November 21, 2024
andrea chamberlain & company

Whether the flashy conventions of the Great White Way cause your heart to sing or groan, The Drowsy Chaperone uses the guise of musical theatre to present a comedy that overtly makes fun of its own stereotypes and dose of extra cheese. The making of the musical has become part of Broadway folklore as in its original form it was staged as a wedding present for Second City performers Bob Martin and Janet Van de Graaff, naming the two lead characters after the bride and groom. Seeing its potential, Bob Martin immediately became involved in creating this pastiche on musicals of the 1920s that they all loved. Martin’s role developed into the show’s narrator Man in Chair, a role he plays with absolute perfection and charming candor in the DanCap production, having played the role on Broadway (he won a 2006 Tony Award for the book of the show), at the Toronto Fringe, Theatre Passe Muraille and the Winter Garden Theatre. Martin’s dialogue with the audience is current, witty and appears totally spontaneous as though the entire theatre has been invited into his flat to partake in a ritual envisioning of his favourite musical. Within seconds, Martin has captivated the theatre and drawn it seamlessly into his imagination.

Man in Chair’s comedy exists on two levels. For those in the audience who sit on their own chairs with cast albums, tap dancers and monkeys on pedestals, each passionate burst of emotion and excitement resonates with charming-and sometimes sheepish- truth. For those who don’t identify with this erratic neurotic man, his antics are so hilarious that a worn-out CD of Cats is not required to “get it”.

Stepping into the role made famous by Tony award winner Sutton Foster is Andrea Chamberlain, who does not disappoint as Janet Van De Graaff. She captures with grace and poise the 1920s ingénue whose charm captures the sensual duality of the innocent girl next door and the daring, cart-wheeling, high kicking “modern woman.” Nancy Opel plays The Drowsy Chaperone fraught with delicious tributes to Merman, Garland and Minnelli, as she weaves layers in her performance of the distinguished Broadway actress masquerading as a role she loosely plays in a persona on a stage in a musical. Other memorable performances include the brilliant Vaudevillian performances by the identical duo Paul and Peter Riopelle and the dithering, spittaking Mrs. Tottendale played by the brilliantly funny Georgia Engel.

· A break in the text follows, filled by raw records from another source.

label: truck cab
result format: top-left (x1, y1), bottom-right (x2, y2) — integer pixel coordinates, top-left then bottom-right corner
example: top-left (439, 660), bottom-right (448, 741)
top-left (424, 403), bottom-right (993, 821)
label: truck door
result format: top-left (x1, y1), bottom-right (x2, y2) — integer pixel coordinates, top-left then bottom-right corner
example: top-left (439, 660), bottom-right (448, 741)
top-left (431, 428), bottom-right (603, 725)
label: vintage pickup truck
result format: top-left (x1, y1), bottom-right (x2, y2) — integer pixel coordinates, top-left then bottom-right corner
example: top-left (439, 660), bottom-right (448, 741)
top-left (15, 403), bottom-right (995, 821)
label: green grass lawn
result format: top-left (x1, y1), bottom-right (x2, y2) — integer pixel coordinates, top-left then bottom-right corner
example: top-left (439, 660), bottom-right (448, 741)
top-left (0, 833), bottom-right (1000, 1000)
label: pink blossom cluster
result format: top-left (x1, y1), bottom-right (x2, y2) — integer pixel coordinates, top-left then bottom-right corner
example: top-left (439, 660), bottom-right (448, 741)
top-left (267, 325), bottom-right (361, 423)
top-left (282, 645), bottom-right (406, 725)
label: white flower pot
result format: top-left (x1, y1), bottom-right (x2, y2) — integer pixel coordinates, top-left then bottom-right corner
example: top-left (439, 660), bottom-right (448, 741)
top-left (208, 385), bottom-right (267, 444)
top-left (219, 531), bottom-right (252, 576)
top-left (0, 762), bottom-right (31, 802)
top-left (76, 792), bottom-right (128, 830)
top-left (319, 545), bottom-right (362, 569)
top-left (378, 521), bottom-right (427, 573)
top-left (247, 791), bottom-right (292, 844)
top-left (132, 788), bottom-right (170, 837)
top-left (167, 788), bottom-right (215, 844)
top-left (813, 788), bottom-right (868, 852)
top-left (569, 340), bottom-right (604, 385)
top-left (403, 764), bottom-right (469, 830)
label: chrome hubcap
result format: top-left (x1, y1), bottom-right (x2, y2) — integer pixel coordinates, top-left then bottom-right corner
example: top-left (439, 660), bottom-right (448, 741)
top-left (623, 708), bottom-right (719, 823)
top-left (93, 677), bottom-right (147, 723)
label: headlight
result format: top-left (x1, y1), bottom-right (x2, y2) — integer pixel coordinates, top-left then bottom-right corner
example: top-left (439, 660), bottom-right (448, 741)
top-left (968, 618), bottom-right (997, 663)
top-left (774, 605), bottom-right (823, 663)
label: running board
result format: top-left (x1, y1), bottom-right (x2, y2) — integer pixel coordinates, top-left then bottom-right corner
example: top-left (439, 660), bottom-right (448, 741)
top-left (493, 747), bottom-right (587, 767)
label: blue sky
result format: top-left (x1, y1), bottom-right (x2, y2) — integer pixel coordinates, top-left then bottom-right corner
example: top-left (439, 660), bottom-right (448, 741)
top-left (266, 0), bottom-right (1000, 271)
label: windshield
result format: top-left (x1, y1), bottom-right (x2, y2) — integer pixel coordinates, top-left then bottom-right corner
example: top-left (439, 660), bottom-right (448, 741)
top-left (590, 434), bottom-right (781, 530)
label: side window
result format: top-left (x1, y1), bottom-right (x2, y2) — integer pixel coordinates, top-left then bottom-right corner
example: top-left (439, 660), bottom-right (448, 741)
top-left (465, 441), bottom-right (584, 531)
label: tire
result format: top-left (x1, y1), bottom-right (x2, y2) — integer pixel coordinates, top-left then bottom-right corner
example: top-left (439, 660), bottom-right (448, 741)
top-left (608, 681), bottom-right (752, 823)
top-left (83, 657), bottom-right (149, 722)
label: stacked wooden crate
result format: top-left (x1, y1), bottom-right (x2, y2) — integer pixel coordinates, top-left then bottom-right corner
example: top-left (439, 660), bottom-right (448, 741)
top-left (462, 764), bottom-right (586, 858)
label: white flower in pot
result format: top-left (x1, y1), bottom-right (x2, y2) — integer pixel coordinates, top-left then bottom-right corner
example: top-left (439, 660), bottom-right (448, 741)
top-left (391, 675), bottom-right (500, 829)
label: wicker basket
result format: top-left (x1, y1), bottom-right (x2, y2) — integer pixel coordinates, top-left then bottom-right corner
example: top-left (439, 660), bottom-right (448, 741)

The Drowsy Chaperone has everything a good musical glorifies, exactly what real life can’t provide, a world filled with music, dance, and joy where things just seem to fall into place. Man in Chair, like the director’s commentary on a DVD, undercuts it- injecting the perfect amount of cynicism to thrust the show into today’s jaded world, while still keeping the charm of the perfect happy ending we’re still longing for in reality.